Oops,I need to rephrase that (too late to edit) .I think I  know that nobody actually knows that (the "how"") . I just meant to say "then perhaps there might be a little extra  you could say  as to what is "energy-momentum" as a physical phenomenon  in the context of  curving spacetime.  How would you go about measuring it (or perhaps its components ) at any specific region ?

The energy-momentum tensor captures a given system’s energy density, momentum density, momentum flux, pressure, and internal stress. You can measure these using a variety of instruments, but precisely what instruments they are really depends on what kind of a system you are dealing with - if the system is a fluid or a solid, you’d use equipment that measures flow, mass, density, and various forces in the interior of the fluid/solid. If it is an electromagnetic field, you’d use test charges etc. And so on. So it really depends on the specific situation.

I personally think of energy-momentum as being like a “river” that flows through spacetime (this is just an analogy though!) - when you insert a small surface in that river at a particular point, the surface will experience forces, motions and pressure, which depends on the aforementioned properties of the river. The energy-momentum tensor encapsulates this.

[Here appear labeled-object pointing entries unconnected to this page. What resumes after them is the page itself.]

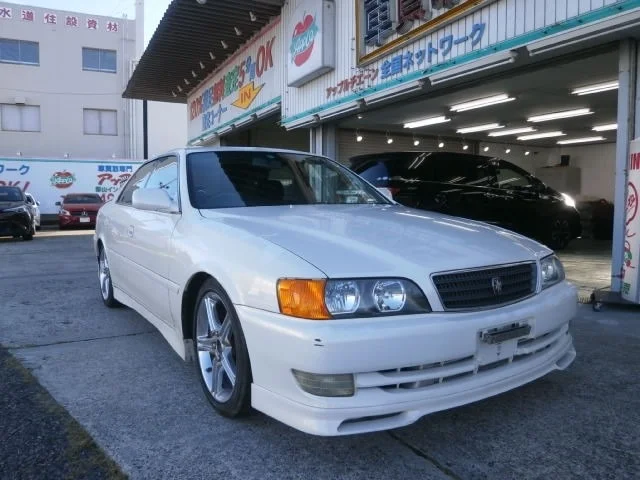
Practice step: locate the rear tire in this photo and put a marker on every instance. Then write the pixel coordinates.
(222, 359)
(104, 277)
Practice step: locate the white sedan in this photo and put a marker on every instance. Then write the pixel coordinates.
(300, 290)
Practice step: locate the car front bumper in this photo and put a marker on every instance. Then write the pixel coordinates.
(14, 224)
(75, 220)
(404, 367)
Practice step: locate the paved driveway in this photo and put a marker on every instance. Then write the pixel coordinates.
(119, 378)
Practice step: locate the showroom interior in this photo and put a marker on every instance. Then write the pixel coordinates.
(552, 106)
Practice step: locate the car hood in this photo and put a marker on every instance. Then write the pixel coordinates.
(4, 205)
(348, 240)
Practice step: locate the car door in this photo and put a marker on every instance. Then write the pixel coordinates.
(118, 243)
(149, 235)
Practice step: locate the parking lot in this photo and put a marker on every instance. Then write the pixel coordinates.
(117, 376)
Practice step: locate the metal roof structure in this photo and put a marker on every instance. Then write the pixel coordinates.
(192, 40)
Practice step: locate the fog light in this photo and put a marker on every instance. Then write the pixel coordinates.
(340, 385)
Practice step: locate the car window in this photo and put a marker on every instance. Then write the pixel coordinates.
(427, 167)
(138, 180)
(77, 199)
(508, 177)
(165, 176)
(11, 194)
(226, 179)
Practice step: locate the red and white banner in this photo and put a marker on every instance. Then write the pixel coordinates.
(630, 271)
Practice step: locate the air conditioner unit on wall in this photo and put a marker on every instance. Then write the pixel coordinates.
(563, 179)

Energy-momentum is a “source” of gravity in the sense that it appears in the field equations that describe gravity. But do note that curvature is also self-interacting in a sense; the gravitational field itself contains energy-momentum too. This is why we can have gravity in vacuum, even though any sources of ordinary energy-momentum may be far away. This self-interaction doesn’t appear as a term in the equations (in particular, it is not part of the energy-momentum tensor), but is encapsulated in the non-linear structure of the field equations themselves. Non-linearity physically corresponds to self-interaction.

Does this help? I am still not entirely sure what your original question is aiming at, exactly.

12 hours ago, geordief said:

If one is calculating the curved coordinates in the vicinity of a massive object am I to expect that  we have also to take into account that massive object's velocity wrt the particular point on the coordinate map? Is that what this "energy-momentum tensor" provides for?

I don’t quite understand the question. Coordinate systems in GR are arbitrary, so they are not used as a basis for any physical effects. However, different observers may measure aspects of the same gravitational field in different ways, depending on their own state of relative motion. For example, a stationary and spherically symmetric mass will usually be described in terms of the Schwarzschild metric, for most observers. However, if the observer who encounters this object and its gravitational field moves at nearly the speed of light relative to it, then you’d get a different metric from the field equations (called the Aichelburg-Sexl ultraboost). It’s that difference in description that accounts for the motion effects. This doesn’t come from the energy-momentum tensor though (since we are in a vacuum), but rather from how you set up the metric Ansatz when you begin to solve the equations.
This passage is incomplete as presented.